You don’t have to look at them all LOL.


----------



## Lucas the Bun 💕🐇 (Sep 4, 2020)

Your bun looks like my bun but a little darker when she was little


----------



## Mariam+Theo (Sep 4, 2020)

She is so cute!  She is a Mini Rex, right? Also, if you ever just want to share photos feel free to do so on my bunny blog: My Backyard Bunny. Theo loves seeing his friends!

Also, your bunny and Lucas the Bun's bunny looks so much alike! It is crazy!


----------



## Remy The Rabbit (Sep 4, 2020)

Mariam+Theo said:


> She is so cute!  She is a Mini Rex, right? Also, if you ever just want to share photos feel free to do so on my bunny blog: My Backyard Bunny. Theo loves seeing his friends!
> 
> Also, your bunny and Lucas the Bun's bunny looks so much alike! It is crazy!

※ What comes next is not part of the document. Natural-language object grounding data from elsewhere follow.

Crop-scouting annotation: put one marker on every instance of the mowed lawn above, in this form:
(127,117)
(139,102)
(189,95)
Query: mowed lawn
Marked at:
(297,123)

Remy is a he, LOL, I don't blame you for confusing it though, the name can be misleading. Yes, they do! He is a Mini Rex correct, I believe his color is red.


----------



## Mariam+Theo (Sep 4, 2020)

Oh no! I'm so sorry ! I was in the middle of texting my friends and wasn't really paying attention to the pronouns I was using. I know Remy is a he because I'm always having to remind myself that though the name is confusing, I need to use the correct pronoun.


----------



## Remy The Rabbit (Sep 4, 2020)

Haha yeah, no problem! I just picked the name Remy because I thought it was cute and his full name is Remington, I don't know any girls with that name LOL. He is quite a rascal.


----------



## Mariam+Theo (Sep 4, 2020)

I love the name, Remington! Well, _he_ is quite the cutey!


----------



## Remy The Rabbit (Sep 4, 2020)

Haha yes, he is a cutey, but very pushy as well. Yesterday he almost nipped my nose because he thought I was too close, I got rabbit spit all over myself!


----------



## Nancy McClelland (Sep 4, 2020)

Remington Steele played by Stephanie Zimbalist with Pierce Brosnan as a co-star. Detective show a few decades back.


----------



## Donna Pryor (Sep 4, 2020)

Remy The Rabbit said:


> You don’t have to look at them all LOL.


A handsome chippy!


----------



## shaddox88 (Sep 4, 2020)

Remy The Rabbit said:


> You don’t have to look at them all LOL.


Awe i love his color and the loaf pic is my favorite. he looks super soft and cute! Reminds me of a velveteen rabbit book i had when I was growing up.


----------



## Remy The Rabbit (Sep 4, 2020)

Donna Pryor said:


> A handsome chippy!





shaddox88 said:


> Awe i love his color and the loaf pic is my favorite. he looks super soft and cute! Reminds me of a velveteen rabbit book i had when I was growing up.



Thank you guys!

I also read the velveteen rabbit growing up, one of my favorite books!


----------



## Mehidk (Sep 5, 2020)

I absolutely adore Remy!!! He’s soooooo plushy, I love it!


----------



## Remy The Rabbit (Sep 5, 2020)

Mehidk said:


> I absolutely adore Remy!!! He’s soooooo plushy, I love it!



Thank you! I honestly don't notice his fur anymore but everyone says it's soft, LOL. Your bunny is so adorable though


----------